In the case of the 737, a single unit in the rudder system has caused loss of pilot control leading to two fatal crashes and several worrying upsets. The FAA has now ordered Boeing to produce a completely new rudder system which has real, rather than apparent, redundancy.
Meanwhile the modified, but basically similar, 737 rudder system is allowed to go on flying for up to six years in more than 3,000 aircraft. This decision has been made on the grounds that the uncommanded rudder "hard-over" which, the NTSB determined, killed 25 passengers and crew at Colorado Springs in 1991 and 132 people at Pittsburgh in 1994, is very unlikely to happen.
The FAA is right, according to the statistics. According to the letter of the law, however, the aircraft should be grounded, because a single component in a single unit could bring down another 737. NTSB tests have proved that it is a possibility, however unlikely it might be.
Following the grounding of the Concorde fleet there has been much discussion of what it takes to precipitate the withdrawal of a certificate of airworthiness (C of A). A study of the two cases - Concorde and the 737 - provides an insight on how the world operates in reality.
In the case of Concorde, failure of a single component (a main gear tyre) set the aircraft on fire and rendered it uncontrollable just after take-off. In the case of the 737, a -200 model and a -300 model were rendered uncontrollable by an uncommanded rudder "hard-over". NTSB reports judged that a stuck shuttle valve in the rudder's main power control unit (PCU) was the most likely cause.

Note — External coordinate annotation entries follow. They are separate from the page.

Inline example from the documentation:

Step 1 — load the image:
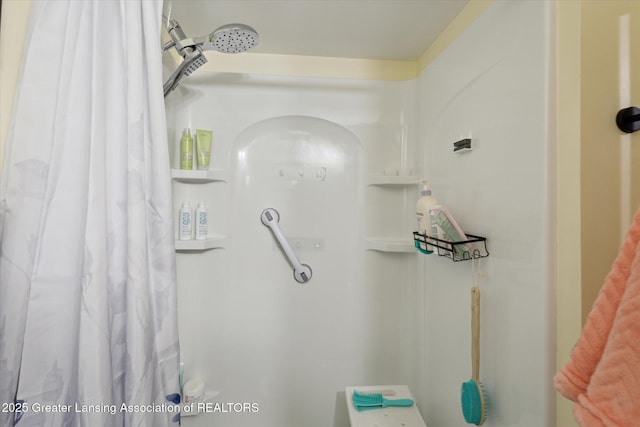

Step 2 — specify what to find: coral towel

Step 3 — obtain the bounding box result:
[554,206,640,427]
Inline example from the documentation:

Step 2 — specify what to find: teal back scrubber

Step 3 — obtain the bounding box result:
[460,286,487,426]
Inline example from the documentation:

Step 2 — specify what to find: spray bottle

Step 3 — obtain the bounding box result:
[416,180,440,253]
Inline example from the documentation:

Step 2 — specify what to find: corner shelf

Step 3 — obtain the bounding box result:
[413,231,489,262]
[365,238,415,253]
[175,237,227,252]
[171,169,229,184]
[367,175,419,186]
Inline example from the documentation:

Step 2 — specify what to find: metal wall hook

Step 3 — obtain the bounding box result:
[616,107,640,133]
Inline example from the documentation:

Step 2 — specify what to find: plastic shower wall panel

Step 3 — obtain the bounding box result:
[167,73,421,427]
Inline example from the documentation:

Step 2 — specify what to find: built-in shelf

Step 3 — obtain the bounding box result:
[171,169,229,184]
[367,175,419,185]
[176,237,227,251]
[365,238,415,253]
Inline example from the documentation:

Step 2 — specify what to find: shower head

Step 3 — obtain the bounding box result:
[162,17,259,98]
[163,48,207,98]
[195,24,260,53]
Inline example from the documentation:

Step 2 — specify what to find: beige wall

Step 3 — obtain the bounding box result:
[556,0,640,427]
[0,0,31,171]
[580,0,640,320]
[0,0,616,427]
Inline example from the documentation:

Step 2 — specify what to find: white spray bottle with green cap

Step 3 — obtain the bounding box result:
[416,180,440,252]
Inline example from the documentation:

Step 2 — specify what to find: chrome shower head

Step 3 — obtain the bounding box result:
[210,24,260,53]
[163,49,207,98]
[162,17,260,98]
[195,24,260,53]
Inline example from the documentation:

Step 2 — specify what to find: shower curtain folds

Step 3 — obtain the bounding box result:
[0,0,179,427]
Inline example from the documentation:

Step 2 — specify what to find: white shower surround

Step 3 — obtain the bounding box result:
[167,2,555,427]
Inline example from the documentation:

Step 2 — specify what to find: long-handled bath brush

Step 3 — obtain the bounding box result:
[460,286,487,426]
[351,390,413,411]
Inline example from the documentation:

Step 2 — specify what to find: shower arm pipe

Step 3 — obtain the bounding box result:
[260,208,311,283]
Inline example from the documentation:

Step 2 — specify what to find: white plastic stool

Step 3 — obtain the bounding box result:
[345,385,427,427]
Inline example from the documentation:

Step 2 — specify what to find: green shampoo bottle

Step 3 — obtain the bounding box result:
[180,128,193,169]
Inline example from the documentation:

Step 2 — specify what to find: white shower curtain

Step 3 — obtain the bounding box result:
[0,0,179,427]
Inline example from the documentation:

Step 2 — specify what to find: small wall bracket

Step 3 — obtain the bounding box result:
[616,107,640,133]
[453,138,472,153]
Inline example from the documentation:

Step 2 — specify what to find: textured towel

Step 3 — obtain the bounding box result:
[554,206,640,427]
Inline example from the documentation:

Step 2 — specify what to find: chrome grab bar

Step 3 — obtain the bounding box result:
[260,208,311,283]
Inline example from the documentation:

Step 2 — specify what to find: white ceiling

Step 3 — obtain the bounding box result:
[165,0,468,61]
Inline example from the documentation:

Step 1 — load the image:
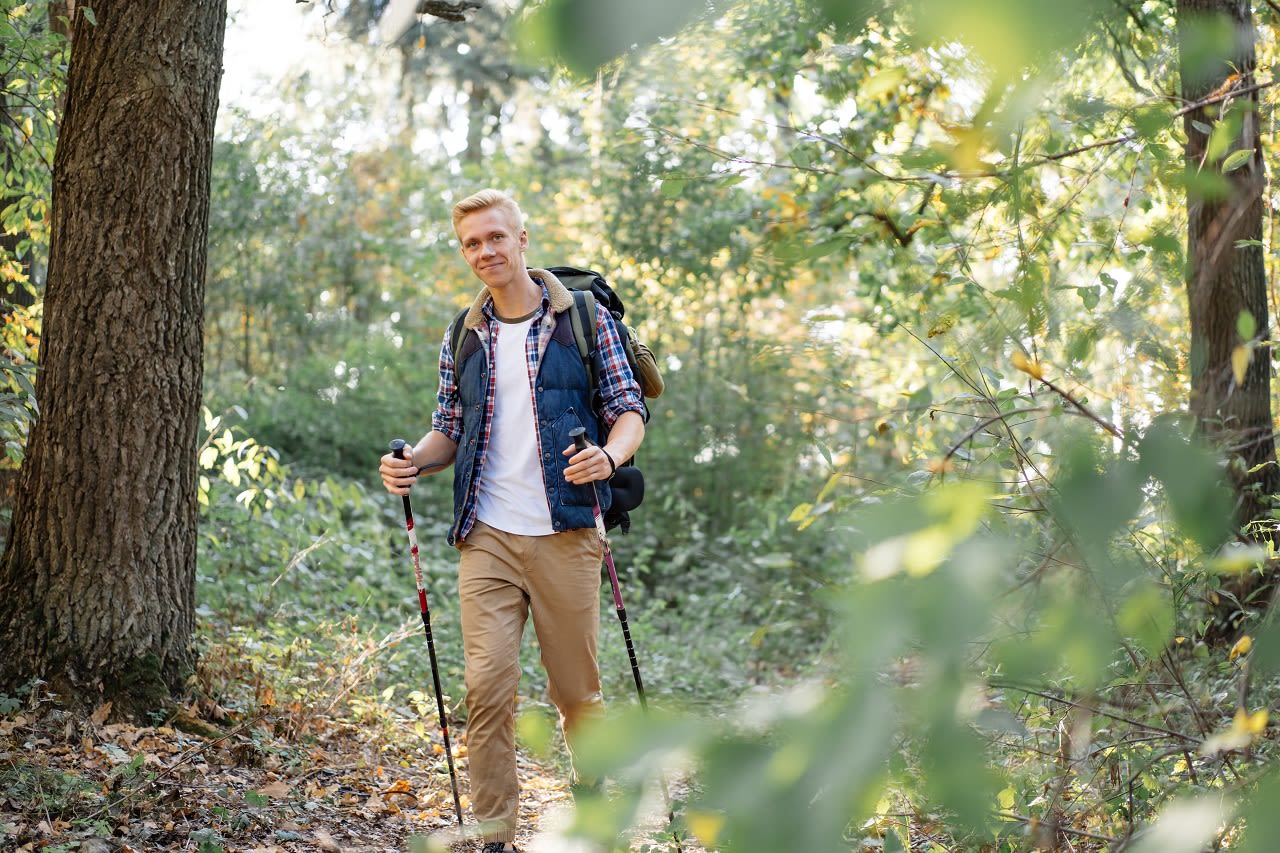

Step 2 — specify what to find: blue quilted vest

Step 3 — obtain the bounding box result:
[449,311,612,544]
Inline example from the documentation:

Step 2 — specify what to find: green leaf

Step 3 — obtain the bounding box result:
[1222,149,1253,173]
[1235,311,1258,341]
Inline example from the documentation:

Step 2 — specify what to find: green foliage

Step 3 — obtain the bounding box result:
[192,0,1280,852]
[0,0,68,300]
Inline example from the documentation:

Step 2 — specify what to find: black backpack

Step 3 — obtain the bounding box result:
[449,266,664,533]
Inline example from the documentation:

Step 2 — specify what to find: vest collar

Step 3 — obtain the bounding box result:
[462,268,573,329]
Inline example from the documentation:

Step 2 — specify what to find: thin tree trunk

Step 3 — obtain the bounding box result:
[0,0,227,715]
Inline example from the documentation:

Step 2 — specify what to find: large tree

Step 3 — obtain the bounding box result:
[0,0,227,712]
[1178,0,1280,527]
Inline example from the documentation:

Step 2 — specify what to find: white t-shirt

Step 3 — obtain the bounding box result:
[476,318,556,537]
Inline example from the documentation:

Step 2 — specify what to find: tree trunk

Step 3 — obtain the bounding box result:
[1178,0,1280,538]
[0,0,227,716]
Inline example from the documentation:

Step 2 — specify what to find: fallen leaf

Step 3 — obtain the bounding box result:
[257,780,293,799]
[88,702,111,729]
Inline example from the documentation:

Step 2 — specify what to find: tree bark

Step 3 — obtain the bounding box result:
[1178,0,1280,538]
[0,0,227,716]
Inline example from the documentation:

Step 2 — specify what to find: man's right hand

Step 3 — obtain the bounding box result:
[378,444,417,497]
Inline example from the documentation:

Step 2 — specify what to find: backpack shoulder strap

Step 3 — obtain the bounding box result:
[449,309,470,370]
[570,291,600,398]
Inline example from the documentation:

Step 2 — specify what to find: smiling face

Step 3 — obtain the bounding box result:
[457,205,529,293]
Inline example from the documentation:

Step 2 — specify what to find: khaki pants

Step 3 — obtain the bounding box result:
[458,523,604,841]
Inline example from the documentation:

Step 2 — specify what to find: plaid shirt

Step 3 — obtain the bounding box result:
[431,284,644,538]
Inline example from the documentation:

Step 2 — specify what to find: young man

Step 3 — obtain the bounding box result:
[379,190,644,853]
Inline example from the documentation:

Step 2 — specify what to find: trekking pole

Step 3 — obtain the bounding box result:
[390,438,473,830]
[573,427,682,853]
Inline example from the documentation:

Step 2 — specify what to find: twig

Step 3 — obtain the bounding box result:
[996,812,1117,843]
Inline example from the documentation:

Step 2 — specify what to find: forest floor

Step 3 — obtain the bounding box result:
[0,704,701,853]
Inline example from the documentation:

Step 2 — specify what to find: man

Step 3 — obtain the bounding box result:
[379,190,644,853]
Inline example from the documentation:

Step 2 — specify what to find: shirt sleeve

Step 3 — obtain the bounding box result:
[593,302,645,429]
[431,319,462,444]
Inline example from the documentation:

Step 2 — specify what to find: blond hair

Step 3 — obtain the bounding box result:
[453,190,525,233]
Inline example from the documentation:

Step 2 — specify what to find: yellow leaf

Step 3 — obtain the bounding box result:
[858,68,906,100]
[929,314,956,338]
[787,503,813,524]
[1226,634,1253,661]
[997,788,1016,812]
[1012,351,1044,379]
[1231,346,1253,386]
[1231,708,1268,735]
[685,812,724,847]
[257,780,289,799]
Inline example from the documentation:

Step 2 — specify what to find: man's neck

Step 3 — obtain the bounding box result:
[489,274,543,318]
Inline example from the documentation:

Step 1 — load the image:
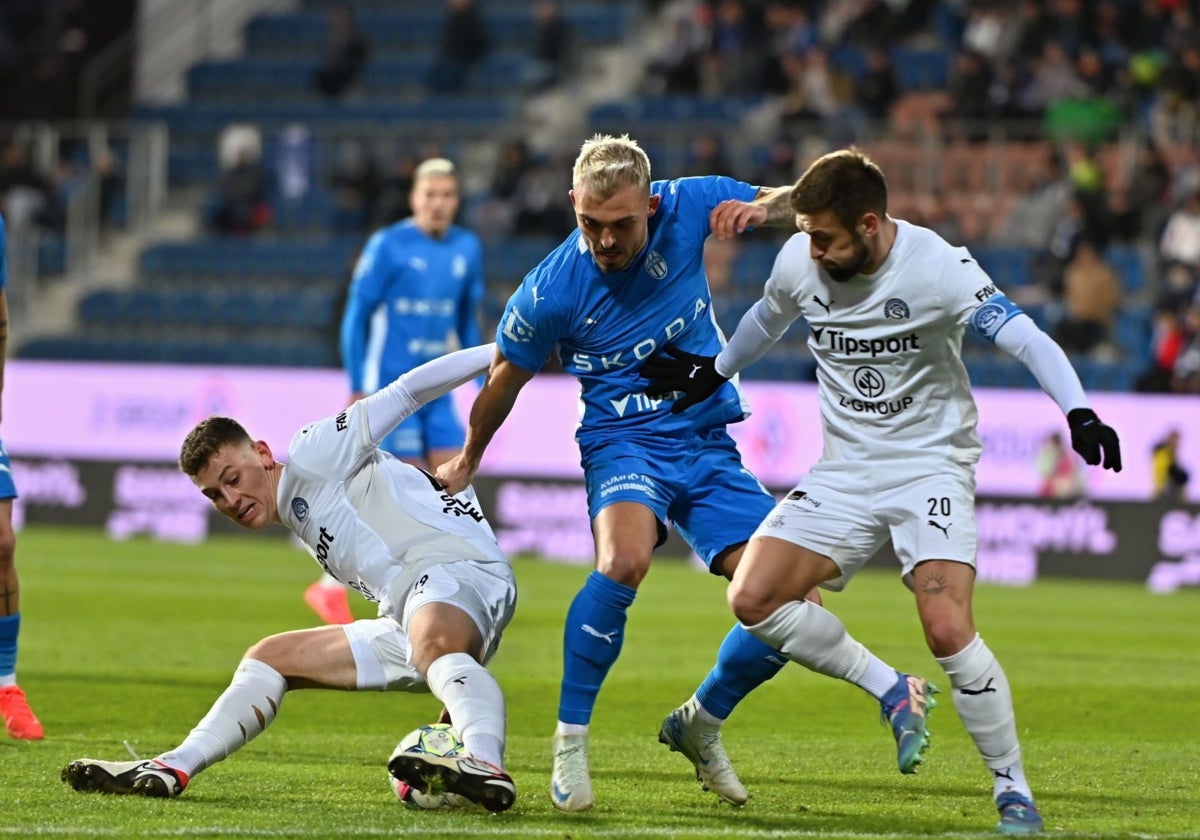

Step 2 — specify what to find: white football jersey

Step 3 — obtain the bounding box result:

Why, then, is one of the types allowed to fly and the other not? Cynicism would be easy. There are few Concordes - only 13 - and 3,500 737s in service. Grounding Concorde inconveniences a few privileged travellers; grounding the 737 would cause a cataclysmic disruption of the air transport industry.
But that is not the reason. It is important to apply common sense, not just cold legal logic, to evaluate the two decisions.
Concorde's fleet has accumulated 76,000 flights and has suffered one fatal accident. Its British and French C of As were "suspended", but not just because the aircraft was proven not to meet a basic certification tenet. Many Concorde tyre failures causing damage had occurred before, and the civil aviation authorities judged it too much of a risk that the circumstances which caused the fatal crash could occur again.
In the Boeing case, the world 737 fleet had flown roughly 50 million departures before the first "rudder hard-over" crash. Now it has operated about 75 million flights. Considering fatal crashes attributed to that specific cause, there has been one per 37.5 million flights. It's in a different league from the risks that appear to be associated with Concorde.
That does not let the FAA and Boeing off the hook, however. The existing rudder controls consist of a main PCU fed by two separate hydraulic systems - either of which suffices to work it - and a backup PCU which can be fed by its own electrically driven hydraulic pump. This sounds like reasonable redundancy provision, but the trouble is that all the standbys become irrelevant in the event of a mechanical failure like the PCU valve jamming. The 737's other primary controls have manual reversion, but the rudder system does not.
It has taken the NTSB's punch to get the FAA and Boeing to admit that the existing rudder control system breaks the rules. It is not easy to admit that you have been wrong for 31 years, but finally they are doing the right thing in completely redesigning the rudder system, however statistically safe the old system is.